Très beau livre qui fait découvrir des textes peu connus mais si denses du Maître de la littérature du IXXème. Des genres divers sont conviés, chaque pièce ou extrait étant précédé d’un commentaire en forme de préface ou d’avertissement. On connaissait le Michel Butor champion du nouveau roman avec La modification, ici on le découvre en professeur de français (ce qu’il était) particulièrement passionné et passionnant.


Référence : lu dans l'édition d'août 2023 (Libretto)



D'après Proust, jouissance intellectuelle


Il existe des revues dites d'érudits qui pourtant ont leur place dans une bibliothèque de profane. La Nouvelle Revue Française, ou NRF, publiée par les éditions Gallimard, est de celles-là. Ses numéros ressemblent à des livres, sont des livres en réalité, composés et imprimés à la façon d'un roman, dotés de 300 pages de textes inédits écrits par des écrivains sélectionnés avec soin. Dans l'opus de mars 2013 intitulé "D'après Proust", 35 plumes se souviennent de leur lecture du grand Marcel ou de l'image qu'ils s'en font, oeuvre et écrivain formant ensemble un mythe qu'aucune force ne peut abattre.


Un stylo sur une page
L'Écrivain majuscule

Ces textes sont des jouissances pures d'intellectuels écrivants pour des intellectuels, mais tout un chacun peut en goûter l'infini. Car ces gens-là, à la fois cultivés et créatifs, passionnés et rigoureux, sont les meilleurs ambassadeurs de la Recherche, des Plaisirs et des Jours, des Pastiches et mélanges et de la légende de leur conception et de leur écriture. Même si cela est profondément injuste pour les autres, qui méritent tout autant d'être mis en avant, citons l'un de ces auteurs, un portugais nommé Nuno Camarneiro, lequel réussit la prouesse de nous faire penser à Proust et à son oeuvre sans jamais le citer ou l'évoquer autrement que par une suggestion indirecte et pourtant évidente : "... contrairement aux lois qui régissent la société, où des parlements élus les proposent et les approuvent à des jours convenus, les règles littéraires ne peuvent surgir que de l'infraction. Tant dans les oeuvres isolés que dans les manifestes collectifs, seule la transgression permet d'établir une nouvelle forme ou un nouveau dogme".

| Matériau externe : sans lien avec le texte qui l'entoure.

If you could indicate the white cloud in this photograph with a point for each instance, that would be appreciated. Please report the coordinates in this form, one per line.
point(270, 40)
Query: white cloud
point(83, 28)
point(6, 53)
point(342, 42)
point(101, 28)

Lu dans l'édition de mars 2013 (NRF).



Comment Proust peut changer votre vie, si juste


Il existe quantité d'oeuvres gravitant autour de Marcel Proust, de sa personne, de sa vie et de ses livres. Toutes ne se valent pas. Il en est même dont le seul attrait, bien mince, est la présence du nom magique dans le titre ou le sous-titre, ces ouvrages contenant le plus souvent une ode dithyrambique au grand homme illustrée par une expérience personnelle, le témoignage d'une perception intime de son infinie grandeur ou, pire, une tentative de le critiquer qui tombe à plat.


Heureusement il existe aussi de véritables pépites littéraires sur le sujet, et Comment Proust peut changer votre vie en est une. Pourtant le titre est des plus racoleurs, y compris dans sa première édition en anglais car il a été traduit littéralement. On s'attend à un manuel naïf expliquant comment trouver sa propre madeleine, naviguer dans des sphères mondaines ou auto-analyser ses émotions. Il n'en est rien. Il s'agit d'une explication de textes, extraits de romans, de lettres, de documents divers, concourrant à cerner les grandes convictions profondes de l'auteur, et partant, ses intentions d'écrivain et les multiples indices convergents qui en témoignent. 9 convictions au total, toutes magnifiquement démontrées et appliquées à des exemples de la vie quotidienne des plus convaincants, et, bien sûr, intemporelles.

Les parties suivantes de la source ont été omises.